The .gz files we used for the database are sourced from the data dumps of the OpenAlex data set. Specifically, the files that correspond to the works (i.e. publications) in OpenAlex.
You can find a guide to retrieving the dump files in the documentation of OpenAlex here.
The files are located in their AWS S3 bucket and can be downloaded free of charge (browse the bucket).
Again, note that the files related to other entity types (authors, concepts etc.) do not have to be downloaded to reproduce our data set.
Only the ones in the works/
directory are relevant.
Hope this helps!
Thanks! I also see many updated time in the bucket, e.g., 2023-04-27, 2023-05-02. What are the differences between those dirs? Do they have overlaps?

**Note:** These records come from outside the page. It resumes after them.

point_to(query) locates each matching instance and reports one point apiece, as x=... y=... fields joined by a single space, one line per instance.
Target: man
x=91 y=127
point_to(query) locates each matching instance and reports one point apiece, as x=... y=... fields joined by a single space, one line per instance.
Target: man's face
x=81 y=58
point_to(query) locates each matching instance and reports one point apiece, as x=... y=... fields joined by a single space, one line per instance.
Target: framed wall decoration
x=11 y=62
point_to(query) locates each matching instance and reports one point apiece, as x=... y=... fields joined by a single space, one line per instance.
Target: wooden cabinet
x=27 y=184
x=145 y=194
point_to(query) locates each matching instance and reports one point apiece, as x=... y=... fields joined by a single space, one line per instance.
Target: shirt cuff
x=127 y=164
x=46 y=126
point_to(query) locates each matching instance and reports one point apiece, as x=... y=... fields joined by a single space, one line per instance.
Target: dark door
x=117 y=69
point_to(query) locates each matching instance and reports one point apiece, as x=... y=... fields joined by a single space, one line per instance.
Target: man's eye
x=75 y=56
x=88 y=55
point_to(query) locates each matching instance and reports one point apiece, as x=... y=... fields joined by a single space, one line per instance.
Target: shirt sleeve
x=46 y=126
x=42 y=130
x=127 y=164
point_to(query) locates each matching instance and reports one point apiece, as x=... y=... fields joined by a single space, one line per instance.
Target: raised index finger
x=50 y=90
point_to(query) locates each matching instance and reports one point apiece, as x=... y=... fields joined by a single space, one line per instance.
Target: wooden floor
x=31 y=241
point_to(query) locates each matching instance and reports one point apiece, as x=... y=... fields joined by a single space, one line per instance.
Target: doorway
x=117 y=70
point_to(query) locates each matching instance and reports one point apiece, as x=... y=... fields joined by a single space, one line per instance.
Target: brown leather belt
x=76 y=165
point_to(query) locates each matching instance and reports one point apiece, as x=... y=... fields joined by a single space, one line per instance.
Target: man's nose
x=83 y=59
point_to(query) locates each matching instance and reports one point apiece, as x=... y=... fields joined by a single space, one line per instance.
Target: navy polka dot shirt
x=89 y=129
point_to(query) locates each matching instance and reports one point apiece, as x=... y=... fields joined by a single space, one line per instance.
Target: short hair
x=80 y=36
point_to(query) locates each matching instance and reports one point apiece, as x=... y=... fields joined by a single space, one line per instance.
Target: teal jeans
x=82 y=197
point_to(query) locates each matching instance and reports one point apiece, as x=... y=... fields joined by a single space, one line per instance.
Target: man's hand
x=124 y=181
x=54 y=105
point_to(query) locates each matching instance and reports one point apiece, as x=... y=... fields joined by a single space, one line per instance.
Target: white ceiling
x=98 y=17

There are no overlaps in the folders with the differing dates. These dates refer to the time the works (i.e. publications) in that particular folder were last updated. That means when starting from scratch, you'd need to consider all folders to obtain a full snapshot. More info in the OpenAlex docs
I am trying to re-produce the dataset. Following the instructions in /src, I have finished the step 1. In step 2, which call generate_openalex_db.py, in line 87
input_dir_openalex_works_files = r'/opt/unarXive_2022/openalex/openalex-works-2022-11-28/*'
Where can I get those .gz dumps, did you miss some of the steps between 1 and 2? Thanks!